Question : Let $a,b \in R$ where $ a < b$. Prove that there exist a rational number $c$ and an irrational number $d$ such that $ a <c<b$ and $ a<d<b$. Hint: consider decimal expansions of $a$ and $b$
Attempt: Theorem 2.7.5 states that a real number is rational if and only if its decimal expansion terminates or has an infinitely repeating sequence of digits.
Set $I$ is irrational numbers
$I =[x \in R: x \notin Q]$
Set $Q$ is rational numbers
$Q = [ \frac{a}{b}:a,b, \in Z$ and $b \neq 0]$
If the division process terminates, then we are done. Otherwise, since each digit of the quotient
determines in turn its successor, and since there are at most $b-1$ possible remainders when dividing
by $b$ (by the division algorithm), some digit of the remainder must show up again, forcing a sequence
of digits to repeat forever. The length of the repeating cycle is at most $b-1$
Suppose the decimal expansion of r will terminate. Therefore, for $r=0$, we have $a_1,a_2,…a_k$ where
each $a_i \in [0,1,2,3,4,5,6,7,8,9]$ and $a_k \neq 0$. Then
$ r = \frac{a_110^{k-1}+a_210^{k-2}+…+a_k}{10^k}$
satisfies the definition of a rational number. Now, suppose the decimal expansion of r has an
infinitely repeating sequence of digits that begins immediately after the decimal point:
$r=0.b_1b_2…b_k$
The sequence of digits are repeated forever. Therefore,
$10^kr=b_1b_2…b_k.b_1b_2…b_kb_1b_2…b_k$
so,
$$10^kr-r=b_1b_2…b_k$
giving
$r = \frac{b_1b_2…b_k}{10^k-1} \in Q$
Suppose $r$ has an initial sequence of digits before the repeating sequence: $r = 0.a_1a_2…a_lb_1b_2…b_k$. Then we let $r' = 0.b_1b_2…b_k$. By the previous case $r' \in Q$. It is
easy to verify that
$r=\frac{r'+a_1a_2…a_l}{10^l}$
As a result, $ r \in Q$
So my question is do I apply the decimal expansion to $c$ and $d$. Assuming I can, then the decimal
expansion of $c$ will terminate since it's rational by theorem 2.7.5.
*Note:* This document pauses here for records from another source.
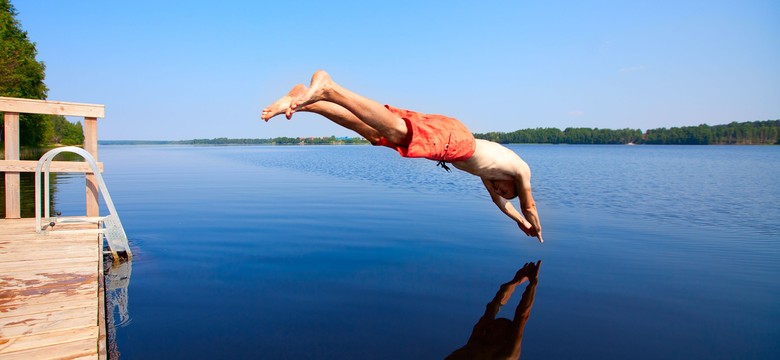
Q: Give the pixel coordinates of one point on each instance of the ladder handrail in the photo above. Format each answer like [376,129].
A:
[44,165]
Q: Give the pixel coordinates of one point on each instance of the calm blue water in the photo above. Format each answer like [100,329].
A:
[355,253]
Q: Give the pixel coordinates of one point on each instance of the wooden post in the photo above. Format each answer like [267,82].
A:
[90,145]
[12,194]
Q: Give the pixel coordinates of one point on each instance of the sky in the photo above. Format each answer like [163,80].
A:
[169,70]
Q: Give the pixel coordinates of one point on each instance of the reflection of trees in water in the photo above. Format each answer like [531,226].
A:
[27,182]
[501,338]
[117,278]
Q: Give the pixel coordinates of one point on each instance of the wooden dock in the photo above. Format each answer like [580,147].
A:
[52,301]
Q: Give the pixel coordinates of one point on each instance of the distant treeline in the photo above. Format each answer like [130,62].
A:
[332,140]
[744,133]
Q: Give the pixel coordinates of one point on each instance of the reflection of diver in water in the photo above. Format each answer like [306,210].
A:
[501,338]
[117,280]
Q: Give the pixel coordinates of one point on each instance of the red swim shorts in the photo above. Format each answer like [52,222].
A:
[434,137]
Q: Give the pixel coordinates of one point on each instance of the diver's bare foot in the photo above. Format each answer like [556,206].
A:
[282,105]
[320,84]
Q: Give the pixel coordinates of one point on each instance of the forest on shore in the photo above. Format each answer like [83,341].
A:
[743,133]
[21,76]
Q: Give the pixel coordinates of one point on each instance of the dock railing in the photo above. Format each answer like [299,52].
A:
[12,166]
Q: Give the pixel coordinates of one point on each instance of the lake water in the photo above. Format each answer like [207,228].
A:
[351,252]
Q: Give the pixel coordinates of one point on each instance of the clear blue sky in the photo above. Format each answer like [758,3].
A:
[196,69]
Then, for $r=0.c_1c_2…c_k$ where each $ c_i \in [0,1,2,3,4,5,6,7,8,9]$ and $c_k \neq 0$. Then
$ r = \frac{c_110^{k-1}+c_210^{k-2}+…+c_k}{10^k}$
Suppose $d$ is an irriational number, then the decimal expansion won't terminate.
$10^kr=d_1d_2…d_k.d_1d_2…d_kd_1d_2…d_k$
so,
$10^kr-r=d_1d_2…d_k$
giving
$r = \frac{d_1d_2…d_k}{10^k-1} \in Q$.
If we let $r = 0.c_1,c_2…c_ld_1d_2…d_k$ and $r' =0.d_1d_2…d_k$, then $r' \in Q$ and $r=\frac{r'+c_1c_2…c_l}{10^l}$
I could've sworn that this is going to work for $c$ only, but not for $d$ because as I mentioned earlier $c$'s decimal expansion will stop and $d$ will go on forever.
Best Answer
Using the decimal expansion for this purpose is at least cumbersome, and while we can do it by observing that $a$ and $b$ must differ at some decimal for the first time, one has to be careful with lots of $9$s and $0$s causing trouble. Anyway you have a lot of freedon with "late" decimals, so you can make things periodic or aperiodic at will.
It is much simpler to let $\epsilon=b-a>0$ and then note that there is at least one onteger $n$ with $n>\frac1\epsilon$ and then at least one integer $m$ with $na<m<nb$ (because $nb-na>1$) and one integer $m'$ with $n(a-\sqrt 2)<m'<n(b-\sqrt 2)$. Then $c=\frac mn$ and $d=\frac {m'}n+\sqrt 2$ do the trick.